Twelve days from today, Gmail will start issuing soft 421 errors to bulk senders who fail the new authentication requirements. Yahoo will follow on a rolling basis through the first half of the year. The enforcement is not theoretical anymore. We have been running compliance audits across the customer base for the last three months, and there is a pattern to the failures that is worth documenting before the deadline arrives.
This is not a “what is DMARC” post. By now anyone running bulk infrastructure either knows what DMARC is or has bigger problems than a blog post can solve. This is the specific audit checklist we are running against every customer’s setup, the failures we are finding most often, and the remediation that actually works in the twelve-day window if you discover something broken today.
The audit sequence in order of frequency-of-failure
When we started the audit rounds in October, I expected the most common failure to be missing DMARC records. It was not. The most common failure, by a significant margin, was DKIM key length. About a third of the customer-managed setups we touched still had 1024-bit DKIM keys generated five to eight years ago, signing every outbound message. None of them realized this was a problem because their mail was getting delivered. Microsoft Outlook started treating 1024-bit signatures with skepticism late in 2023, and Gmail will follow.
The second most common failure was DMARC alignment. The customer had a DMARC record, the receiving server could find it, but the From: domain was not aligned with either the SPF return path or the DKIM signing domain. The message would pass SPF and DKIM in isolation. DMARC would still fail because alignment is the binding requirement. This failure is invisible without aggregate reports. None of the customers we found this in had aggregate reports going to a mailbox anyone read.

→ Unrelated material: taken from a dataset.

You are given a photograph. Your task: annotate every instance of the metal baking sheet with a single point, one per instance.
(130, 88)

The third most common failure was a SPF record that exceeded the 10-lookup limit. SPF resolution walks through every include: and a: and mx: directive recursively, and any path that exceeds ten total lookups returns a PermError. Most receivers treat PermError as authentication failure. The senders affected had built up their SPF over years, adding includes as they added new services, never auditing what was actually being resolved.
The fourth most common failure was a transactional sender who genuinely was below 5,000 daily messages to Gmail but had no idea their volume could spike on incidents. A password reset incident pushed one customer from 2,000 daily transactional to 18,000 in a single 24-hour window during an outage in November. They had no DMARC, no proper SPF, and they suddenly tripped the threshold. The Gmail enforcement does not care that you usually send less. The day you send more is the day the requirement applies.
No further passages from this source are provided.